Вскоре на мыске появилась группа туземцев. Они, должно быть, со страхом и удивлением смотрели на огромную пирогу, из которой выходил дым, и на людей в белых одеждах. Один из папуасов, подойдя к самой воде, положил на песок кокосовый орех и стал делать какие-то знаки. Казалось, он хотел объяснить, что кокос — подарок неизвестным чужестранцам, приехавшим на огненной пироге.

— Дайте мне четверку. Я хочу на берег… — сказал Маклай Назимову.

— Вас будет сопровождать катер с вооруженной охраной.

— Ни в коем случае!
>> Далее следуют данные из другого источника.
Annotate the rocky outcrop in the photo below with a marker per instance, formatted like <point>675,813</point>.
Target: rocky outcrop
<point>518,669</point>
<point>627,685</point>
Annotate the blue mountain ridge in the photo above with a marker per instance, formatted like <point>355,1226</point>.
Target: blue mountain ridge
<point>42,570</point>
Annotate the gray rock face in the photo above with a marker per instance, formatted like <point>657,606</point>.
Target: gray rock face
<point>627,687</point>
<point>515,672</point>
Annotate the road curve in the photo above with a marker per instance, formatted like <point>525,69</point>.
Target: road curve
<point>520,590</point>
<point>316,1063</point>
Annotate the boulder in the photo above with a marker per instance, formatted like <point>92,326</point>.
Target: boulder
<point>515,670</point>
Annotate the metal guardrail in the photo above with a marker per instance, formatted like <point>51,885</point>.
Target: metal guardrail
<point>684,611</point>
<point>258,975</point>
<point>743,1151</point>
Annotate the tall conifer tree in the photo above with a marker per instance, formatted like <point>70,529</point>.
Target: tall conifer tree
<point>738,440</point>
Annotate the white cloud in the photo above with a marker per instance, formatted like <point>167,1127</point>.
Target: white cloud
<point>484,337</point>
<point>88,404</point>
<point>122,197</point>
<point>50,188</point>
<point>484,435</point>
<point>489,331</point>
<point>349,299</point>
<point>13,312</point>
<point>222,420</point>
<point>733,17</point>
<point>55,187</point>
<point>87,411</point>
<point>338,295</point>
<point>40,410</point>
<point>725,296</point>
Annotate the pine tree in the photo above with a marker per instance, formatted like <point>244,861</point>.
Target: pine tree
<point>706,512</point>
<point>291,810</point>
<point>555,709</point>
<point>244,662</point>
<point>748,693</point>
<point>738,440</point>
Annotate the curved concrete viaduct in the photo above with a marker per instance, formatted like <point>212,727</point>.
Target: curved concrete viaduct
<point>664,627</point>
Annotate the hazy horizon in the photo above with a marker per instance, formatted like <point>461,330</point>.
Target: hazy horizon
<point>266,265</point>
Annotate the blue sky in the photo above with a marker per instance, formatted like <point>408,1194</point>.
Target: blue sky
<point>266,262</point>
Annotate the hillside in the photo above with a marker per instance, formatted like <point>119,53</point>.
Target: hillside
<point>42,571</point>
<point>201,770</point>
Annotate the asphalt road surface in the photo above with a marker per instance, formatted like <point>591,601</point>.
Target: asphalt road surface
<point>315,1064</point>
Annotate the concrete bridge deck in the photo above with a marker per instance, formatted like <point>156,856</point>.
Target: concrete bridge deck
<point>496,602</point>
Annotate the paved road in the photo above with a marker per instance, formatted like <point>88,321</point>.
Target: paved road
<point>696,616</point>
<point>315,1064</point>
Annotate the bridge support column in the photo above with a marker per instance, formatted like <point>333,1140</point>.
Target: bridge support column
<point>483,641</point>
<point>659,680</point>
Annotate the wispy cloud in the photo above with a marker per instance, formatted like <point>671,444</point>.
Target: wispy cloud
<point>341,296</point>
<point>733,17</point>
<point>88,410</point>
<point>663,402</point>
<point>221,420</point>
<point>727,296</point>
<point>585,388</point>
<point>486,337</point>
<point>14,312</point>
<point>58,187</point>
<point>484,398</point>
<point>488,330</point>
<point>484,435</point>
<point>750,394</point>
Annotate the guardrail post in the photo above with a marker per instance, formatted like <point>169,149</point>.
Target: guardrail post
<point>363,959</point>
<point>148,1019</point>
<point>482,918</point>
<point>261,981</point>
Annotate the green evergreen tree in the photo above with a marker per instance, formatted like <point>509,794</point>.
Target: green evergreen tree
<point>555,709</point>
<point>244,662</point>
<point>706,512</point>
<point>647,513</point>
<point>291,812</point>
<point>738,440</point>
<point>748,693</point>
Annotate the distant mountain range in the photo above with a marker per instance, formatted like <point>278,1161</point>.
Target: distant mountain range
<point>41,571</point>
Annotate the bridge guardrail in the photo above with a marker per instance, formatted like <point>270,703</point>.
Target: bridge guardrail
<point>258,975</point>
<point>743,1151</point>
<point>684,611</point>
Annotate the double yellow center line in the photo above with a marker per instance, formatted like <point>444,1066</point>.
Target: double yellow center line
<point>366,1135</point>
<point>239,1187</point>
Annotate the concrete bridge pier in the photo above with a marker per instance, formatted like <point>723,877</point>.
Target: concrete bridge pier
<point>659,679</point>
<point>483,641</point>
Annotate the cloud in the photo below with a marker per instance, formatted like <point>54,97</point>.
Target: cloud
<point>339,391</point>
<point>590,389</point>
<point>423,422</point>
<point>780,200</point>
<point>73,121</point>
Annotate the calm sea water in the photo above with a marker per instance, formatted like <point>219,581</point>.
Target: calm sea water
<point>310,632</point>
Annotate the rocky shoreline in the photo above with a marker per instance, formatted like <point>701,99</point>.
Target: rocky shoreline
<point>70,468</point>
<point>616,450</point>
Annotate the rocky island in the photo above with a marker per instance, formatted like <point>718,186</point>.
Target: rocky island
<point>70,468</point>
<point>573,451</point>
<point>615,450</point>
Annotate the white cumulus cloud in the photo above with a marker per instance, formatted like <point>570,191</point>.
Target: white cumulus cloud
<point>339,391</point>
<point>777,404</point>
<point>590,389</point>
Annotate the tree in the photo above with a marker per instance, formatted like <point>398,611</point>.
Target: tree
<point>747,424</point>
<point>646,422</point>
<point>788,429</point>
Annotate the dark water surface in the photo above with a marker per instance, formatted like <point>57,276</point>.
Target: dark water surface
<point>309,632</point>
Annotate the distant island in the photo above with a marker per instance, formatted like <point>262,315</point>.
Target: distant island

Шлюпку без матросов, и только… Я даже не возьму с собой оружия.

— Это безумие!

— Пусть будет так. Вы ни за что не несете ответственности.

Миклухо-Маклай нагрузил карманы подарками: стеклянными бусами, красными лентами, гвоздями, табаком — и, захватив с собой Боя и Ульсона, направился в шлюпке к берегу. Однако завязать знакомство с туземцами на этот раз не удалось: они воспрепятствовали высадке, угрожали копьями. Пришлось вернуться на корвет.